Everyone, Republican or Democrat, knows that a publicly funded fee-for-service system can't last forever. For now, the most touted answer is managed care -- although it has some serious imperfections. Typically, managed care is an HMO consisting of a group of physicians who provide services at volume rates. The physician networks and participating hospitals receive a set monthly fee for every subscriber assigned to their practices or likely to be admitted to their hospitals.
The primary care physicians get a fee -- called a capitation fee -- and various specialists have contracts with the HMO to do specified work. All the fees and contractual arrangements are significantly lower than the fee-for-service method. That's the good part.

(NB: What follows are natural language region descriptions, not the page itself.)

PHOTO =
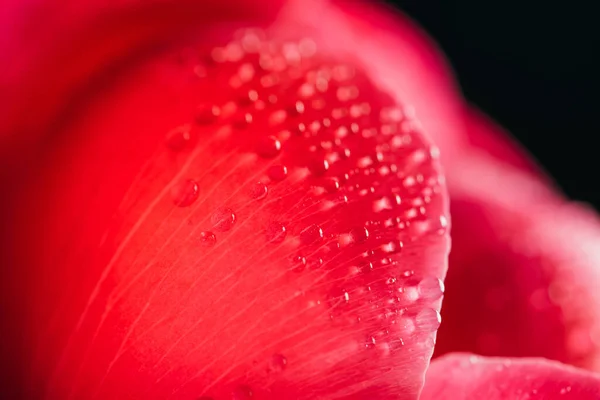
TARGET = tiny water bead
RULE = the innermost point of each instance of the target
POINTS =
(428, 320)
(207, 239)
(298, 263)
(223, 219)
(311, 234)
(243, 392)
(431, 288)
(185, 193)
(277, 173)
(278, 363)
(269, 147)
(258, 191)
(276, 232)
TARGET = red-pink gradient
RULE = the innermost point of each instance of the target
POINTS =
(256, 200)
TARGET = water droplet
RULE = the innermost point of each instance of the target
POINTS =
(311, 234)
(269, 147)
(298, 263)
(278, 363)
(428, 320)
(185, 193)
(277, 173)
(179, 138)
(243, 392)
(207, 239)
(223, 219)
(431, 288)
(258, 191)
(359, 234)
(276, 232)
(207, 114)
(242, 121)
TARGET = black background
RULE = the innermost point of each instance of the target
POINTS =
(534, 66)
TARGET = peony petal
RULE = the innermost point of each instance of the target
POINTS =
(129, 293)
(524, 267)
(470, 377)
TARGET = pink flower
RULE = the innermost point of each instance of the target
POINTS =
(240, 200)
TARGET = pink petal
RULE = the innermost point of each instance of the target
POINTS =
(470, 377)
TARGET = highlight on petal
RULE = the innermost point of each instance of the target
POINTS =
(471, 377)
(524, 273)
(487, 136)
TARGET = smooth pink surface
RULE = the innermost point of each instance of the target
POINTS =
(469, 377)
(161, 248)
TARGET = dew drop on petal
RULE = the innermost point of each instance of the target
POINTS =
(277, 173)
(258, 191)
(223, 219)
(298, 263)
(278, 363)
(359, 234)
(276, 232)
(185, 193)
(431, 288)
(207, 239)
(311, 234)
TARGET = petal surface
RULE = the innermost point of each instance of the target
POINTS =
(470, 377)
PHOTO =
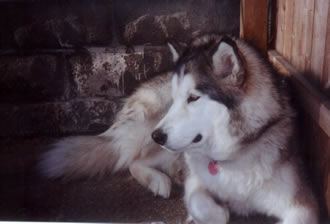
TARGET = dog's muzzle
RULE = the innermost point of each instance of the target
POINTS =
(159, 136)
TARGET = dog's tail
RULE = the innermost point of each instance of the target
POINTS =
(80, 156)
(91, 156)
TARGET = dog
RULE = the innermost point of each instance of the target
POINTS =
(231, 117)
(222, 110)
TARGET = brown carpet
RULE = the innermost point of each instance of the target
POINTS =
(119, 198)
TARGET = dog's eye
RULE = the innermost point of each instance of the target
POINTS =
(192, 98)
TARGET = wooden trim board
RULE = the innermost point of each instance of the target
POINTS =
(317, 105)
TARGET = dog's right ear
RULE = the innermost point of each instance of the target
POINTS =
(176, 49)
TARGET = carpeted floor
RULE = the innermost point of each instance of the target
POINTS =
(24, 195)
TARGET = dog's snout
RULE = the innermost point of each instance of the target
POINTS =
(198, 138)
(159, 136)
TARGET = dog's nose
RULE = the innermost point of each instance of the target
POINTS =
(159, 136)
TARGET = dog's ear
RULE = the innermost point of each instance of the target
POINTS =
(176, 49)
(227, 64)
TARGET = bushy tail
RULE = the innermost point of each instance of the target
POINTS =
(79, 156)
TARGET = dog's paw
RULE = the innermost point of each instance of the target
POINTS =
(160, 185)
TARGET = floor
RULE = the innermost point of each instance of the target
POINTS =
(24, 195)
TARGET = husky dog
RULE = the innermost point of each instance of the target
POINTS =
(127, 144)
(234, 123)
(223, 109)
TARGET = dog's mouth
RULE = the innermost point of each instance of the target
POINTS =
(198, 138)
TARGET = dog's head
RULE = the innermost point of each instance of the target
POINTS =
(206, 84)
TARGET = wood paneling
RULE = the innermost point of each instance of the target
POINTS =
(254, 17)
(316, 126)
(303, 35)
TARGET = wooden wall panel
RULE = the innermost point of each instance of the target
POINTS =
(319, 37)
(252, 19)
(288, 29)
(326, 69)
(303, 35)
(280, 18)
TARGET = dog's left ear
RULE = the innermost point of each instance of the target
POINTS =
(176, 49)
(227, 64)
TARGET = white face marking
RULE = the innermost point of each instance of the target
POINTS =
(186, 120)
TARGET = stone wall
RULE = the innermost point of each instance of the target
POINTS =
(65, 64)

What's not so good is that every time a capitated doctor performs a service or admits a patient to a hospital, it costs him something. It's to his and the HMOs economic advantage not to refer the patient to a specialist or not to admit the patient to a hospital. The doctor is the "gatekeeper." On the one hand, this may be good to control the frivolous utilization of expensive medicine. On the other hand, the financial well-being of the physician and the HMO are in potential conflict with the interests of the patient.
In one of those wonderful flip-flops that can come in politics, the Republican Congress, faced with trying to produce ways to cut Medicare costs, has opted in part for Clinton's old managed care concept. With some sweeteners and inducements added, they want to draw large numbers of the 37 million Medicare recipients into managed care. (Only four million are in managed care today.) Clinton somehow doesn't seem as excited about the managed care concept now as he was two years ago.
So far Clinton has won the political debate. For a popular program -- and Medicare is hugely popular -- the status quo is the more comfortable political position. But as the Medicare actuary Mr. Foster shows, the status quo cannot last forever. Regardless of the illusions of the '96 election campaign, the next president and the next two Congresses will have to deal with the problem. The Medicare ills won't evaporate.
~Tom Eagleton of St. Louis is a former U.S. senator from Missouri.